Welcome to Well, That Sucked, our weekly compendium of exactly what it sounds like. Thrown in this week’s garbage: reasonable attitudes that even halfway-not-evil people should be able to get behind, for god’s sake.

There is an understandable knee-jerk reaction—somewhere between face-palming mortification and diaper-filling dread—that accompanies the news that a member of our Conservative government has spoken, in public, about gay rights. Oh, do tell, what fresh hell will come tumbling out of the gaping maw of some puffy, oil-slicked dinosaur today?

And yet, this time, not only was it absent of any overt malice, it was actually … kind of nice. Last week, Foreign Affairs Minister John Baird said that he had tried to convince the Russian government not to go forward with a widely denounced anti-gay law that would ban gay pride rallies and so much as providing information about gay issues to minors.

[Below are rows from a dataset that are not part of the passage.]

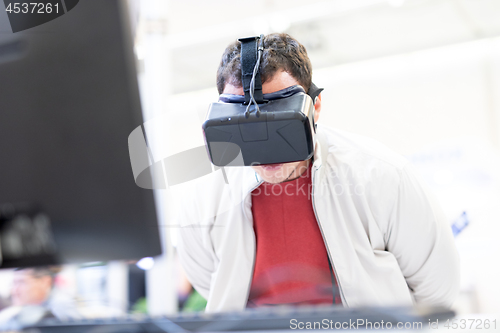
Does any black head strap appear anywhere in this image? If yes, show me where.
[238,36,264,104]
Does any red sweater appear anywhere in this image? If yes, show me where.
[248,167,341,307]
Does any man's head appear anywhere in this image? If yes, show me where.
[217,34,321,183]
[11,267,59,306]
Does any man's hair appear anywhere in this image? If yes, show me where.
[217,33,312,94]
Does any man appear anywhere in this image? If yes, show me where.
[178,34,459,311]
[0,266,80,330]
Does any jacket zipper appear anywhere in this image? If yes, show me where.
[312,169,347,307]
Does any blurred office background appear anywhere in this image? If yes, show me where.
[0,0,500,315]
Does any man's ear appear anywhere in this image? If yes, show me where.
[314,94,321,124]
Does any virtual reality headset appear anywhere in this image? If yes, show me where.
[203,35,323,167]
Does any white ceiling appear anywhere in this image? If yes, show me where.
[137,0,500,93]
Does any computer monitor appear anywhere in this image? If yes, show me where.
[0,0,161,268]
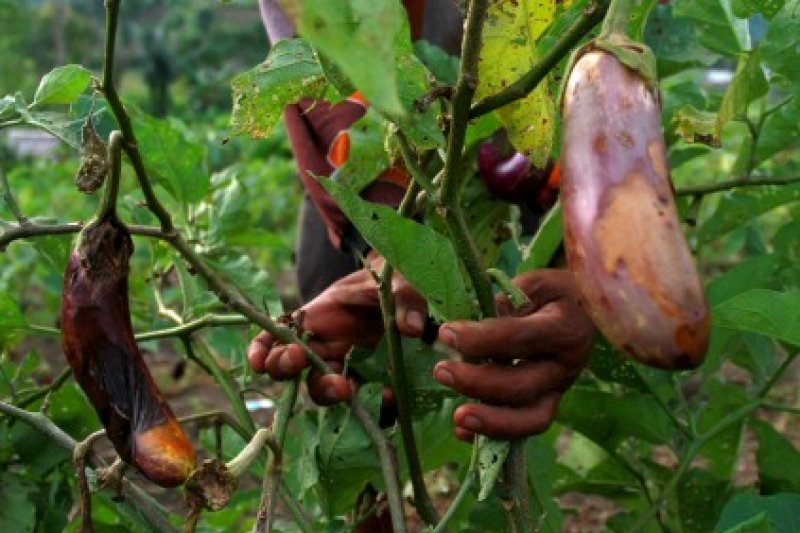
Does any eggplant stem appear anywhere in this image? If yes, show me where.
[95,130,125,220]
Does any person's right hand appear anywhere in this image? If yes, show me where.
[247,256,427,405]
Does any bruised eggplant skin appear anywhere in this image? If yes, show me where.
[561,51,710,369]
[61,217,195,487]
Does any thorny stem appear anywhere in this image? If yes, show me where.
[439,0,534,531]
[103,7,405,532]
[95,130,124,220]
[102,0,175,234]
[378,182,439,525]
[72,429,106,533]
[0,221,167,252]
[469,0,608,118]
[17,367,72,408]
[432,434,480,533]
[675,176,800,196]
[253,378,300,533]
[0,402,175,533]
[439,0,495,318]
[225,428,283,478]
[0,169,30,222]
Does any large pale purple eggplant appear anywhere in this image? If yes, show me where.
[561,50,710,369]
[61,215,195,487]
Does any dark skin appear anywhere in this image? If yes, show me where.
[247,257,594,441]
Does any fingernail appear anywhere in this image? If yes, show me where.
[439,327,458,349]
[433,368,456,387]
[324,387,339,401]
[460,415,481,431]
[278,350,294,374]
[406,309,425,331]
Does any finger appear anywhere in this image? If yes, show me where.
[247,331,273,374]
[453,392,561,439]
[392,276,428,337]
[433,360,576,405]
[438,303,593,361]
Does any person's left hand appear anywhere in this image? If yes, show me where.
[434,270,594,441]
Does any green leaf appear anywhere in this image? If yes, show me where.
[716,50,769,137]
[0,94,17,120]
[557,386,675,450]
[0,470,36,533]
[714,492,800,533]
[298,0,404,115]
[205,254,283,316]
[478,435,510,502]
[475,0,556,168]
[750,419,800,495]
[711,289,800,346]
[588,338,648,392]
[317,383,383,516]
[761,0,800,86]
[732,0,786,19]
[319,179,472,320]
[0,292,28,347]
[133,114,209,204]
[525,428,563,533]
[697,183,800,243]
[517,202,564,274]
[756,95,800,163]
[724,513,775,533]
[33,65,92,106]
[672,105,722,147]
[697,378,749,479]
[388,48,444,149]
[644,5,714,77]
[335,109,389,192]
[678,468,731,533]
[706,254,778,307]
[673,0,749,56]
[414,39,460,86]
[231,39,325,139]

What a logical, reasoned reaction to an unfair law, said most of us. I am glad my government is making actual attempts to do good things around the world.

And then—why is there always an “and then”?—some batshit crew of misanthropic pinochle enthusiasts that your friend’s weird mom probably belongs to (you know the one, always frowning at you because your mom let you use a computer for reasons other than organizing funeral pickets) begged to differ.

REAL Women of Canada—which wonderfully, gloriously stands for Realistic, Equal, Active, for Life—is not, as I’d hoped, a national coalition of pleasure dolls thisclose to gaining terrible sentience, but rather a conservative organization rallying around “traditional family and marriage.” This week, they released a statement on their website reprimanding Baird for his stance on international anti-gay laws. You will be shocked and disheartened to learn that it is not entirely accurate.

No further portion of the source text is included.